Evaluation of Fiber Optic Shape Sensing Models for Minimally Invasive Prostate Needle Procedures Using OFDR Data.
Jacynthe Francoeur, Raman Kashyap, Samuel Kadoury, Jin Seob Kim, Iulian Iordachita
Abstract
Open AccessThis paper presents a systematic evaluation of fiber optic shape sensing models for prostate needle interventions using a single needle embedded with a three-fiber optical frequency domain reflectometry (OFDR) sensor. Two reconstruction algorithms were evaluated: (1) Linear Interpolation Models (LIM), a geometric method that directly estimates local curvature and orientation from distributed strain measurements, and (2) the Lie-Group Theoretic Model (LGTM), a physics-informed elastic-rod model that globally fits curvature profiles while accounting for tissue-needle interaction.
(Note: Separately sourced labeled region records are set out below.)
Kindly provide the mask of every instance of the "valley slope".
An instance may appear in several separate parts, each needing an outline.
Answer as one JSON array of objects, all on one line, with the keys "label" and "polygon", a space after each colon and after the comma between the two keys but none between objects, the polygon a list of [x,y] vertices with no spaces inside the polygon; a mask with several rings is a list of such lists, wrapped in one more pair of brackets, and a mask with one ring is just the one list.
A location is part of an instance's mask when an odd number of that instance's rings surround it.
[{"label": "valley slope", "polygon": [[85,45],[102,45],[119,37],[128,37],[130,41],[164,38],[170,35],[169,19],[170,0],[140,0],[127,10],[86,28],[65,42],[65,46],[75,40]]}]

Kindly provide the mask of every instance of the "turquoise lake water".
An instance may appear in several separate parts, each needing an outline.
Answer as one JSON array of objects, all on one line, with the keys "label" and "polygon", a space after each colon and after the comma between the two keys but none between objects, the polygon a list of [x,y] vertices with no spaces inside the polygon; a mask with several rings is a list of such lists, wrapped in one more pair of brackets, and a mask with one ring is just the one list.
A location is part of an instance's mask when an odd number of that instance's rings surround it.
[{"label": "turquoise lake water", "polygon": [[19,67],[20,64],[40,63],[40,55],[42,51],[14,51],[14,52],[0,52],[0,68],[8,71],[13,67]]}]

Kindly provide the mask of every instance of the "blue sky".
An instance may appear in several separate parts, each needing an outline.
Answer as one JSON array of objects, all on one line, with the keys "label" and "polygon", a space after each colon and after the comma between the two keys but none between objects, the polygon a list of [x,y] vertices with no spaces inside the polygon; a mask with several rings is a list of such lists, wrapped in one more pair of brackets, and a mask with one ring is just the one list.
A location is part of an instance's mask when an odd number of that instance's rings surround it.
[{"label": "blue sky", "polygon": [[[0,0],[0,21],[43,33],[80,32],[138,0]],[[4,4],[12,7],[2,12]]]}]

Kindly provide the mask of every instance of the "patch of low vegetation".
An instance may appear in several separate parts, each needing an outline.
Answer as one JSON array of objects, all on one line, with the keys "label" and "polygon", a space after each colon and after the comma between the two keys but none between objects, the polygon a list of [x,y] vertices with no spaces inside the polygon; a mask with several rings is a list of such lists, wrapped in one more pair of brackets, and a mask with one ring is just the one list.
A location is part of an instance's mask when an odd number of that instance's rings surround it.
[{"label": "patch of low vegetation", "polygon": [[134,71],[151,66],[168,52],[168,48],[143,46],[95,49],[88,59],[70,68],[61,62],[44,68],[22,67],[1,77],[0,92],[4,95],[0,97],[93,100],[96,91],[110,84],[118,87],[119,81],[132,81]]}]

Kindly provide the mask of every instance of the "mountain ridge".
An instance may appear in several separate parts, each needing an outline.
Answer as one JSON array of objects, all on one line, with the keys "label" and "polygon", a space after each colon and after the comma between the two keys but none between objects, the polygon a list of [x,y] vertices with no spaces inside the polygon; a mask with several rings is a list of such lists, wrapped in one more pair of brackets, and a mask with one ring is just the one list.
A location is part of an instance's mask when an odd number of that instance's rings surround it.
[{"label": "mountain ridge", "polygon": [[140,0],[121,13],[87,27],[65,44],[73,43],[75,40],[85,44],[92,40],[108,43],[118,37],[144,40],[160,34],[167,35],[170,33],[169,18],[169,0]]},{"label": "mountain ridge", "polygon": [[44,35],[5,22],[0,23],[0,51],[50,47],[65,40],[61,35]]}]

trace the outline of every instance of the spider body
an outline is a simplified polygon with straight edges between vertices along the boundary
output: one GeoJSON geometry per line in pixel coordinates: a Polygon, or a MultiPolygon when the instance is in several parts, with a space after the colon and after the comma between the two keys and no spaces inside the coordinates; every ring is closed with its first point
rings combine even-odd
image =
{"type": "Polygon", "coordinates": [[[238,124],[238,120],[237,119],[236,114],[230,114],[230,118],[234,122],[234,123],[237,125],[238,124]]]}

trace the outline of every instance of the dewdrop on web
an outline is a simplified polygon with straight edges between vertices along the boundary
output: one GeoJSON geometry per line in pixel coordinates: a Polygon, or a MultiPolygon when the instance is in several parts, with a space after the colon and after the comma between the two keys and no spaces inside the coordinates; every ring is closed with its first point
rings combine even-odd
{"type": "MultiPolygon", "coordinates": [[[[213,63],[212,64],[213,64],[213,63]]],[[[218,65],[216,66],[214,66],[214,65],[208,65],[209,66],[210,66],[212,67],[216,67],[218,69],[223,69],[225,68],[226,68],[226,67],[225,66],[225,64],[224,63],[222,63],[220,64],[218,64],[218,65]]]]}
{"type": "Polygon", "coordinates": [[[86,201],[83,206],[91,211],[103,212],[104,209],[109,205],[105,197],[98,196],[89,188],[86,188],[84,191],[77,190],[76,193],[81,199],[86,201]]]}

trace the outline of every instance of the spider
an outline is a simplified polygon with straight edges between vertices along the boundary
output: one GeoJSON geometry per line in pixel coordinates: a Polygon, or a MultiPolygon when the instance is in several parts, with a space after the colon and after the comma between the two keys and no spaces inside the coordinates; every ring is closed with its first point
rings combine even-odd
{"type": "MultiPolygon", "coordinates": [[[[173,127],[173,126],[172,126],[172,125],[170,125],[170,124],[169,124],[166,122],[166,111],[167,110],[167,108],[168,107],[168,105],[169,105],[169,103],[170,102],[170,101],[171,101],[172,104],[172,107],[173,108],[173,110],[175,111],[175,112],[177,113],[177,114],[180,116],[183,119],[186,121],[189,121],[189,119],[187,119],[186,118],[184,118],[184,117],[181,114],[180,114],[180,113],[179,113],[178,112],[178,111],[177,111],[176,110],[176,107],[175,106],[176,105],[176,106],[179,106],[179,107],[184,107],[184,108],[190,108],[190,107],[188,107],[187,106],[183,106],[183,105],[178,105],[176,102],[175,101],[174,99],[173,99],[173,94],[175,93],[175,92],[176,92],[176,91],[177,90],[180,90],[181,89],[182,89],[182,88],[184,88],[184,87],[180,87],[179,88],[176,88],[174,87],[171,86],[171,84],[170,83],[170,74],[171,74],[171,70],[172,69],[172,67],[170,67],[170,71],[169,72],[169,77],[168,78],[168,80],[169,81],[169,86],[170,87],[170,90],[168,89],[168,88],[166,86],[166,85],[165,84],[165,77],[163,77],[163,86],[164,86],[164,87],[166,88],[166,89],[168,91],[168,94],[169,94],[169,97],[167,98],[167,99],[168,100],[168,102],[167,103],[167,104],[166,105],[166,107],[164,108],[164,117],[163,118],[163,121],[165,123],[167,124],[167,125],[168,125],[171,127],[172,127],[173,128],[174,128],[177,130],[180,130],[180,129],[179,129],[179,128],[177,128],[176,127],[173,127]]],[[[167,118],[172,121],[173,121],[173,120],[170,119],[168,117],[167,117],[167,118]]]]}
Using software-defined strain-point selection, both sparse and quasi-distributed sensing configurations were emulated from the same OFDR data. Experiments were conducted in homogeneous and two-layer gel phantoms, ex vivo tissue, and a whole-body cadaveric pig model. While the repeated-measures ANOVA did not detect any significant differences, the Friedman test analysis revealed statistically significant differences in RMSEs between LIM and LGTM (p < 0.05), with LIM outperforming LGTM in the ex vivo tissue scenario. LIM also achieved over 50-fold faster computation (< 1 ms vs. > 40 ms per shape), enabling real-time use. These findings highlight the trade-offs between model complexity, sensing density, computational load, and tissue variability, providing guidance for selecting shape-sensing strategies in clinical and robotic needle interventions.